Prior Knowledge Exclusion
An application for D&O insurance typically is filled out by one or two officers of the corporation (usually the CEO and/or CFO) who make certain representations on behalf of all individuals to be insured. In addition to the traditional “warranty statements” made in the application about knowledge of facts which might give rise to a claim, most D&O applications today expressly incorporate certain documents, such as specified company SEC filings and financial statements, and provide that these documents are material to the insurer’s evaluation of the risk and expressly serve as a basis for writing the coverage. Allegations of inaccuracy in the documents incorporated into the application frequently form the basis for the very lawsuits for which D&O coverage later may be sought. If the company announces an accounting restatement, it may be argued that the company has admitted the original financial statements — and the application — were materially misleading. Without a severability provision in the application, if material representations made to the insurer during the underwriting process turn out to be false, the insurer may be able to return the premium paid and rescind, i.e., void, coverage under the policy as to all insureds. In addition, most D&O policies include severability for the conduct exclusions, such as fraud and intentional misconduct, so that the knowledge or “bad acts” of one insured cannot be imputed to innocent D&Os, who remain entitled to coverage.

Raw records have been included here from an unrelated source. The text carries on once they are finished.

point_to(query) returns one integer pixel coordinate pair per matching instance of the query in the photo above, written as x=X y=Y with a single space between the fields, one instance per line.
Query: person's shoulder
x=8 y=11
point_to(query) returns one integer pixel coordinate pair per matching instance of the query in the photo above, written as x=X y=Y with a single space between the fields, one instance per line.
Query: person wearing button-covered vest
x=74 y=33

In XL Speciality Ins. Co. v. Agoglia,[1] Judge Gerald E. Lynch last month assessed under New York the effect law of prior knowledge exclusions on demands for coverage under three excess D&O policies issued to Refco, Inc., once one of the largest brokerage and clearing services providers for international currency and futures markets. The decision illustrates the importance of paying attention to the wording of and relationship between application and exclusion severability provisions at both the primary and excess insurance levels.
Refco collapsed upon disclosure in October 2005 that it had been carrying an undisclosed $430 million receivable from an affiliate controlled by CEO Phillip Bennett (the “RGHI Receivable”), announcing that the receivable consisted of uncollectible debts originating in the late 1990s and that the related-party nature of the receivable had been hidden from the company’s auditors. In the litigation fallout, Bennett pleaded guilty to numerous federal criminal charges. In addition, numerous civil lawsuits were filed against the former directors and officers of Refco. Central to these lawsuits are the allegations that, prior to Refco’s August 2005 initial public offering, Bennett and others at Refco concealed Refco’s true financial position by means of the RGHI Receivable scheme.
Refco’s D&O liability insurance program for the relevant period consisted of a U.S. Specialty Insurance Company primary policy, with Allied World Assurance Company (“AWAC”), Arch Insurance Company (“Arch”) and XL Specialty Insurance Company (“XL”) providing third, fourth and fifth excess layer coverage, respectively. The AWAC and Arch polices expressly followed form to the primary policy, except to the extent they contained limitations or restrictions beyond those in the primary policy. The XL policy did not follow form to the primary policy. These excess insurers sought a declaration on summary judgment that coverage was precluded by prior knowledge exclusions in their policies.